We expect markets to continue to be volatile in the first half of the year until enough data is revealed to answer the simple question: are long-term inflationary expectations spiralling out of control? If so, it warrants a fast and extreme episode of raising interest rates and contracting the Federal Reserve balance sheet. Yet, an impatient implementation of monetary policy tightening, without any data to support inflation being out of control, will significantly increase the possibility of a hard landing. Namely, a recession and deflation.

However, we suggest that inflationary pressures will temper as the months pass by. If the Fed remains true to their proclamation that they are, indeed, data dependent, consensus will likely be found to have been too aggressive in pricing in rate hikes and the contraction of the balance sheet. Until the credit markets process enough data to make this determination, a defensive posture within a portfolio is recommended. The good news for President Biden is that inflationary pressures, left to their own devices, will be substantially lower by the mid-term elections, which should help him in the polls. Many will be surprised at how quickly they will decline. Yet, in this instant gratification world, waiting until the late spring or early summer seems an eternity.

The data will allow the Federal Reserve to walk back on its hawkish posture and have a light touch to ensure growth continues. Once the Fed pivots, there will be a focus on reducing income inequality and providing an environment for the economy to evolve into a digital green economy. Investors should consider the rebalancing of portfolios in the latter half of 2022, moving away from defensive sectors and towards growth sectors, including technology and green names. By our accounts, by year end 2022, the S&P 500 will achieve our target of 5,300.

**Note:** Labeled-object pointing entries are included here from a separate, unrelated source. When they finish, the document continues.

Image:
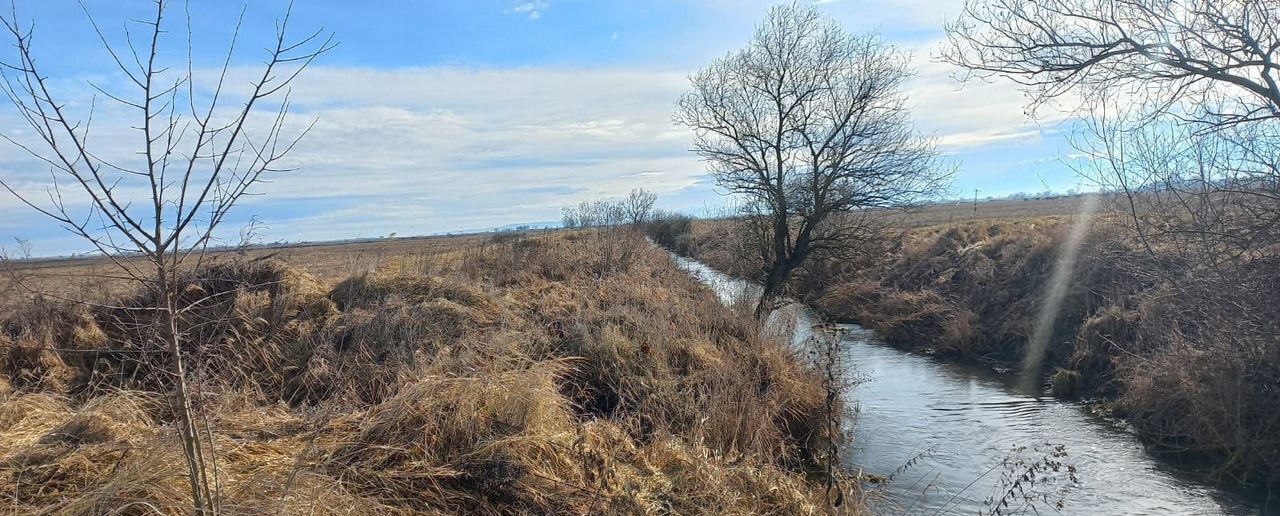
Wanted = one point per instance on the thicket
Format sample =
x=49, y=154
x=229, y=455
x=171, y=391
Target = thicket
x=493, y=378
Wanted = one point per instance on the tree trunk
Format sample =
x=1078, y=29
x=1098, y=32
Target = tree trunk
x=201, y=493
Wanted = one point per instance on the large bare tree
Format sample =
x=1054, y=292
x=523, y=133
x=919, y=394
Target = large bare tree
x=199, y=153
x=809, y=127
x=1214, y=60
x=1180, y=100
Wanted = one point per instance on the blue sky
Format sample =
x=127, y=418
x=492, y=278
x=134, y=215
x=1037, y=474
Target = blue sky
x=447, y=115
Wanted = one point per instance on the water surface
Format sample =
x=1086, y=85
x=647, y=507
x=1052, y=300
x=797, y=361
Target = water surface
x=959, y=427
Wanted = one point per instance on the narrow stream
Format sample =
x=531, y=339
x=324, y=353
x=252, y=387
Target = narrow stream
x=956, y=425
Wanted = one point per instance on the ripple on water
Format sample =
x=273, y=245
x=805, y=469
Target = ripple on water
x=961, y=421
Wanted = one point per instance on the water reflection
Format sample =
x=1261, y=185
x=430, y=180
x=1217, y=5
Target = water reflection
x=956, y=424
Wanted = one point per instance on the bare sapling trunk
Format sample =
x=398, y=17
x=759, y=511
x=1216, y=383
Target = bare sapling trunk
x=155, y=215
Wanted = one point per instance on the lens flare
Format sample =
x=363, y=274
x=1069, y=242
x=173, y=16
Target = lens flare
x=1056, y=292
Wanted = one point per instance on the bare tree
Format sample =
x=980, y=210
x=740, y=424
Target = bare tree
x=638, y=206
x=807, y=123
x=199, y=154
x=1180, y=99
x=1211, y=60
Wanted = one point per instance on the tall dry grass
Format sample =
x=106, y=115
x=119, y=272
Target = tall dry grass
x=530, y=375
x=1185, y=351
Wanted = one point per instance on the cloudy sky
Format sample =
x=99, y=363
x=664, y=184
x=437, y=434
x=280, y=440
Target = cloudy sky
x=439, y=115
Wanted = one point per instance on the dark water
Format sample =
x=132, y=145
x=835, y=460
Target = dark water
x=958, y=427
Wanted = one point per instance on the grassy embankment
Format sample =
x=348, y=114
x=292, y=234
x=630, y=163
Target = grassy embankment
x=1189, y=356
x=533, y=375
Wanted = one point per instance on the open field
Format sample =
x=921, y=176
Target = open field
x=469, y=375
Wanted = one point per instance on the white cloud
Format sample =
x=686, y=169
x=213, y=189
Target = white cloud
x=972, y=114
x=533, y=9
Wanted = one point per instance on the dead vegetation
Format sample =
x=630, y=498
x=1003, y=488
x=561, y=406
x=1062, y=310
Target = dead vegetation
x=484, y=378
x=1184, y=351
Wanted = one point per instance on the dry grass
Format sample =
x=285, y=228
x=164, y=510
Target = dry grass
x=1185, y=348
x=474, y=378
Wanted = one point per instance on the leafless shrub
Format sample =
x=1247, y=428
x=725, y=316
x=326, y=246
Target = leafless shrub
x=155, y=218
x=809, y=127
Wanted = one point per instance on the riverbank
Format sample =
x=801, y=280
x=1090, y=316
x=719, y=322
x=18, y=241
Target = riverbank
x=1192, y=361
x=562, y=373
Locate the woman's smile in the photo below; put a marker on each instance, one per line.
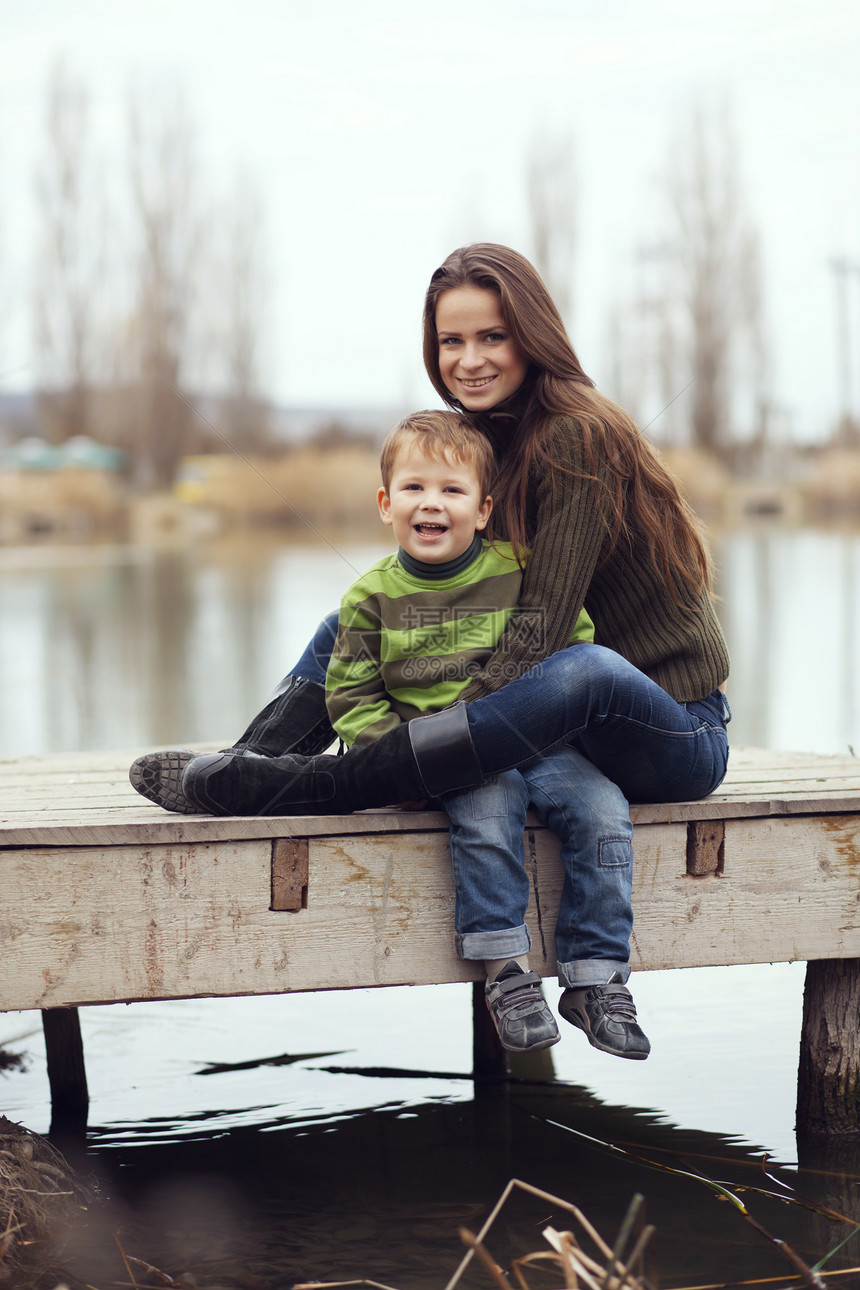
(477, 356)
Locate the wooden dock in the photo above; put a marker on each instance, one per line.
(106, 898)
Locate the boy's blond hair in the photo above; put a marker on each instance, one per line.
(440, 435)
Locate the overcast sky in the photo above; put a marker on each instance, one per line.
(383, 134)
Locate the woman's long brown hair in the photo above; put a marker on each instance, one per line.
(633, 488)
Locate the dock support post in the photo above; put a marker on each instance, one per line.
(828, 1082)
(489, 1059)
(66, 1072)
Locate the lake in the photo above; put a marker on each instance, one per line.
(338, 1137)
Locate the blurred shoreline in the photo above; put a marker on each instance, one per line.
(316, 488)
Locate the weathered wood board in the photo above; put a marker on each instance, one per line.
(105, 897)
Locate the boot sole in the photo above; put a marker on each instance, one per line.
(157, 777)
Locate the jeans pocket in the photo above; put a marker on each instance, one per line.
(614, 853)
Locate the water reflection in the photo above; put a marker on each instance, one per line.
(382, 1193)
(789, 609)
(106, 648)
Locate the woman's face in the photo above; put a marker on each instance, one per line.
(477, 357)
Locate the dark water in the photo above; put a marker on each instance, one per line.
(244, 1139)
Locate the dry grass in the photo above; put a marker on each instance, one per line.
(832, 489)
(40, 1197)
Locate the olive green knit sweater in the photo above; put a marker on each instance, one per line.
(571, 564)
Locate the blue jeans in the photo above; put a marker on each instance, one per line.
(653, 747)
(589, 697)
(589, 815)
(315, 659)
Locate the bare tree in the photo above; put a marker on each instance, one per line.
(70, 265)
(168, 240)
(552, 209)
(244, 413)
(714, 277)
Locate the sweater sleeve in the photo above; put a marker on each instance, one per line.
(567, 543)
(359, 704)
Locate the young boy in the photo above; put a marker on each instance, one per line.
(411, 630)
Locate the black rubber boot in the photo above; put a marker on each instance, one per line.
(422, 759)
(294, 720)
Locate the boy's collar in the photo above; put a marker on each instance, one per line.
(436, 572)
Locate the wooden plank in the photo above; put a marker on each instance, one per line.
(192, 920)
(290, 873)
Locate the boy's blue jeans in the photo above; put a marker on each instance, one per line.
(635, 743)
(589, 815)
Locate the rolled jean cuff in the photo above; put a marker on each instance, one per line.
(591, 972)
(506, 943)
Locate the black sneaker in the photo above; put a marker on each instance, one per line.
(607, 1015)
(518, 1010)
(157, 777)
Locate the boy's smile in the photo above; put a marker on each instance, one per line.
(433, 505)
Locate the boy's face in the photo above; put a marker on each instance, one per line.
(435, 506)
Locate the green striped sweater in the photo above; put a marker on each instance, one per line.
(409, 645)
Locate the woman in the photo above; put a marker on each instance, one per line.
(606, 528)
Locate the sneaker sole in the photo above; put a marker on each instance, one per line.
(604, 1048)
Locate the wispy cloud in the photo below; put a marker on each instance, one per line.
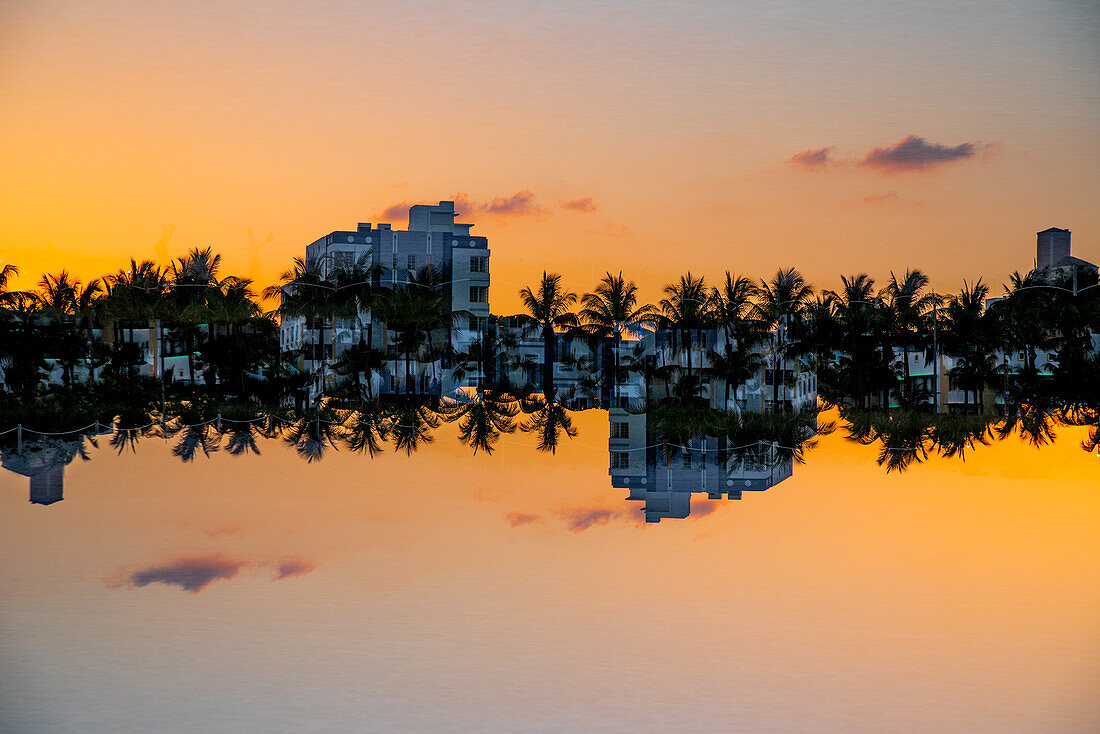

In the midst of a continuing pandemic — one that has lasted much longer than many of us expected, and has tested our patience and resolve — can Mr. Powell and the Federal Reserve grin and bear it?

James E. Thorne, Ph.D.

[1] CNBC interview of Alan Greenspan, Mathew J. Belvedere, October 6, 2016.

[2] CBS January 16, 2022 poll: President Biden has a 70% disapproval rating on his administration handling of inflation.

[3] John Maynard Keynes is seen as the economist who fundamentally changed the practice of macroeconomics and the economic policies of governments.

[4] March 1951, the U.S. Treasury and the Federal Reserve reached an agreement to separate government debt management from monetary policy.

[5] Minutes of the Federal Open Market Committee, December 14-15, 2021, released January 5, 2022.

[6] 5-Year-5-Year Forward Inflation Expectation Rate of 2.07%. This measures the expected average inflation rate over the five-year period that begins five years from today.

[7] The relationship between the 2-year and 10-year treasury yield.

[8] The Fed did contract its balance sheet between 1946 and 1948, translating to around a $300 billion reduction in today’s dollars.